Directie Wetgeving en Juridische Zaken

Aan de Koning

Nader rapport inzake het voorstel van wet, houdende houdende instelling van een vast college van advies op het terrein van sport en maatschappelijke vraagstukken in relatie tot sport (Wet op de Nederlandse Sportraad)

Blijkens de mededeling van de Directeur van Uw Kabinet van 8 juli 2021, no.2021001362, machtigde Uwe Majesteit de Afdeling advisering van de Raad van State haar advies inzake het bovenvermelde voorstel van wet rechtstreeks aan de Minister voor Medische Zorg te doen toekomen.
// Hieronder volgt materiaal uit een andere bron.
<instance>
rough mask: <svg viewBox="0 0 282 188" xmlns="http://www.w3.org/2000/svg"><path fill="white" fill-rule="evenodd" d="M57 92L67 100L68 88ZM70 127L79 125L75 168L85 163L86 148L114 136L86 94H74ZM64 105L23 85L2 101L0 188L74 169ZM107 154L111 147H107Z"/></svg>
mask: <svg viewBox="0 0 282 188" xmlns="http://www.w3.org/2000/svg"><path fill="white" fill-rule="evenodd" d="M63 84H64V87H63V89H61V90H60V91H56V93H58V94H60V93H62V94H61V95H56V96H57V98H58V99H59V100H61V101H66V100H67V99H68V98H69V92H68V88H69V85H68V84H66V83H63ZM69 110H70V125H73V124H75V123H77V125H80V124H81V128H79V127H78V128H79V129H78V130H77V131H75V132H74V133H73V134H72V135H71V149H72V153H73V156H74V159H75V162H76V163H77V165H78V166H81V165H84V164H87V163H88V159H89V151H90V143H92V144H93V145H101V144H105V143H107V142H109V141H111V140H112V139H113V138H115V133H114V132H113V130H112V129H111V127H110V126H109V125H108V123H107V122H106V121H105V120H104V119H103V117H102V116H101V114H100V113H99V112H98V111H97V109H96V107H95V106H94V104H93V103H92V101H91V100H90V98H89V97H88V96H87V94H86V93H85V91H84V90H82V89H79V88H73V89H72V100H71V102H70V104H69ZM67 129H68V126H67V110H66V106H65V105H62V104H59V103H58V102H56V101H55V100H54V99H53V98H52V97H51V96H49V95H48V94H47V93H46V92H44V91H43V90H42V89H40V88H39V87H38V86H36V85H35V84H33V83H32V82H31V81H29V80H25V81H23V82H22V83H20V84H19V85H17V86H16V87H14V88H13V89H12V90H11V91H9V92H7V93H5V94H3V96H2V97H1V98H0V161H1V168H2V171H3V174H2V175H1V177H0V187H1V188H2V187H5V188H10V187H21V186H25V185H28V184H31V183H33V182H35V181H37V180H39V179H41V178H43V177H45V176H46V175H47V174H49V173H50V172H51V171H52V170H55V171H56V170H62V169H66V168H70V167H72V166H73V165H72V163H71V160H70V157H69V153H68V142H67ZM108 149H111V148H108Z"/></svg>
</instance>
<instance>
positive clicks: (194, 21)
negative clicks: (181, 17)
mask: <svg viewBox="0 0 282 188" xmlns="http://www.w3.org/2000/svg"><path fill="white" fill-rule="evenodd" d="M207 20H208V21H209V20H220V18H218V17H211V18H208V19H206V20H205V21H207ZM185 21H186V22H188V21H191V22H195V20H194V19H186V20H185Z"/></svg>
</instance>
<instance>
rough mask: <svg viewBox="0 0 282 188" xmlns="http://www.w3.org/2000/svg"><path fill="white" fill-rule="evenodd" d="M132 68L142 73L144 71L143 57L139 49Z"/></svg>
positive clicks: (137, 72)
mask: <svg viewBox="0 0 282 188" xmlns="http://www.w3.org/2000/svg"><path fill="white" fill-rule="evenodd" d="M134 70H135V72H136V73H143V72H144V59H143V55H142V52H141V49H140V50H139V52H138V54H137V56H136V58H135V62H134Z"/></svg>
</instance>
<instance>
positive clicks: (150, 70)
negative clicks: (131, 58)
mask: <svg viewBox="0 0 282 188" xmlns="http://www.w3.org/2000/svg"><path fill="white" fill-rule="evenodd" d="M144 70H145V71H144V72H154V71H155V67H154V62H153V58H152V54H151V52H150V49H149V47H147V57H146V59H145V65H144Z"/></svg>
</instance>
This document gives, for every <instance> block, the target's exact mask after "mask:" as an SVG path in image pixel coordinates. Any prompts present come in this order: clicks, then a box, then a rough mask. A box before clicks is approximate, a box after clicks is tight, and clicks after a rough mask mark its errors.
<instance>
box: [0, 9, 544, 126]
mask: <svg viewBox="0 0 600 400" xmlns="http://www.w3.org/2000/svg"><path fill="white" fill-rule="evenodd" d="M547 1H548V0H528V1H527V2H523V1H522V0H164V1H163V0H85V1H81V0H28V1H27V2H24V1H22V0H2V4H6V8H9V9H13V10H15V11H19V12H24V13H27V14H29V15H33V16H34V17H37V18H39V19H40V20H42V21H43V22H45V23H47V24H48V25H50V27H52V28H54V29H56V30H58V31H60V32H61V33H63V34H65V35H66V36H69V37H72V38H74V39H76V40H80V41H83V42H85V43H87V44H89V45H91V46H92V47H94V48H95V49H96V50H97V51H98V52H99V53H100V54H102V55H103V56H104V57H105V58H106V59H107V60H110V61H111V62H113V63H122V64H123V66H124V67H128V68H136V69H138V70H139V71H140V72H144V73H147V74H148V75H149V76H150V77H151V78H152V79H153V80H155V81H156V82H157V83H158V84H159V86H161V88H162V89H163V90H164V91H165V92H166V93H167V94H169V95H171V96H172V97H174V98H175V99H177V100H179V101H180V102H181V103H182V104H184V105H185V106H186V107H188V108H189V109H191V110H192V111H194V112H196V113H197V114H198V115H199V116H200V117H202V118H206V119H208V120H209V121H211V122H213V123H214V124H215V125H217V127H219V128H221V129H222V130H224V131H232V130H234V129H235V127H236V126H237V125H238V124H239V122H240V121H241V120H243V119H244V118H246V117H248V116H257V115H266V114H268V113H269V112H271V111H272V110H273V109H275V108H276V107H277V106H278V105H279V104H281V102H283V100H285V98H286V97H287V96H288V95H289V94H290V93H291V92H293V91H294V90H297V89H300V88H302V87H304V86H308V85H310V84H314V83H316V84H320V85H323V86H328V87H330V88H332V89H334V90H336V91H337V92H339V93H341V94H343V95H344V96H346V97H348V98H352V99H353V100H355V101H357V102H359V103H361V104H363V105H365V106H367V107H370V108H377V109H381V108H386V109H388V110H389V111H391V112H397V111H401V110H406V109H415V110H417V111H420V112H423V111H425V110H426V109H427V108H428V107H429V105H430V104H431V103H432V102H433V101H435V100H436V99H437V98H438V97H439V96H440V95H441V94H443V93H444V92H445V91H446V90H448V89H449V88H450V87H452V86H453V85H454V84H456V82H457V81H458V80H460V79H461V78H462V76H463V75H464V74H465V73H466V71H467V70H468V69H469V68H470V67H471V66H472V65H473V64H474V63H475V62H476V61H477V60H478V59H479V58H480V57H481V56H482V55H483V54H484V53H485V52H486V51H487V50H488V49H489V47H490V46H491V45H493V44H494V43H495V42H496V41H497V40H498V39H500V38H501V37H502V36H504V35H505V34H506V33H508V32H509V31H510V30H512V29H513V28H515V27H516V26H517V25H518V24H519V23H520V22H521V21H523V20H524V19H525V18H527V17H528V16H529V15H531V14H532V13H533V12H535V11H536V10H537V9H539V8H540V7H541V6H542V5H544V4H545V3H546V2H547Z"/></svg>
Dit advies, gedateerd 15 september 2021, no.W13.21.0186/III, bied ik U, mede namens de Staatssecretaris van Binnenlandse Zaken en Koninkrijksrelaties, hierbij aan.

De tekst van het advies treft U hieronder aan, voorzien van mijn reactie.

Bij Kabinetsmissive van 8 juli 2021, no.2021001362, heeft Uwe Majesteit, op voordracht van de Minister voor Medische Zorg, bij de Afdeling advisering van de Raad van State ter overweging aanhangig gemaakt het voorstel van wet houdende instelling van een vast college van advies op het terrein van sport en maatschappelijke vraagstukken in relatie tot sport (Wet op de Nederlandse Sportraad), met memorie van toelichting.

Met het wetsvoorstel wordt de Nederlandse Sportraad (hierna: Sportraad) ingesteld als een permanent adviescollege op het terrein van beleid ten aanzien van sport en maatschappelijke vraagstukken in relatie tot sport.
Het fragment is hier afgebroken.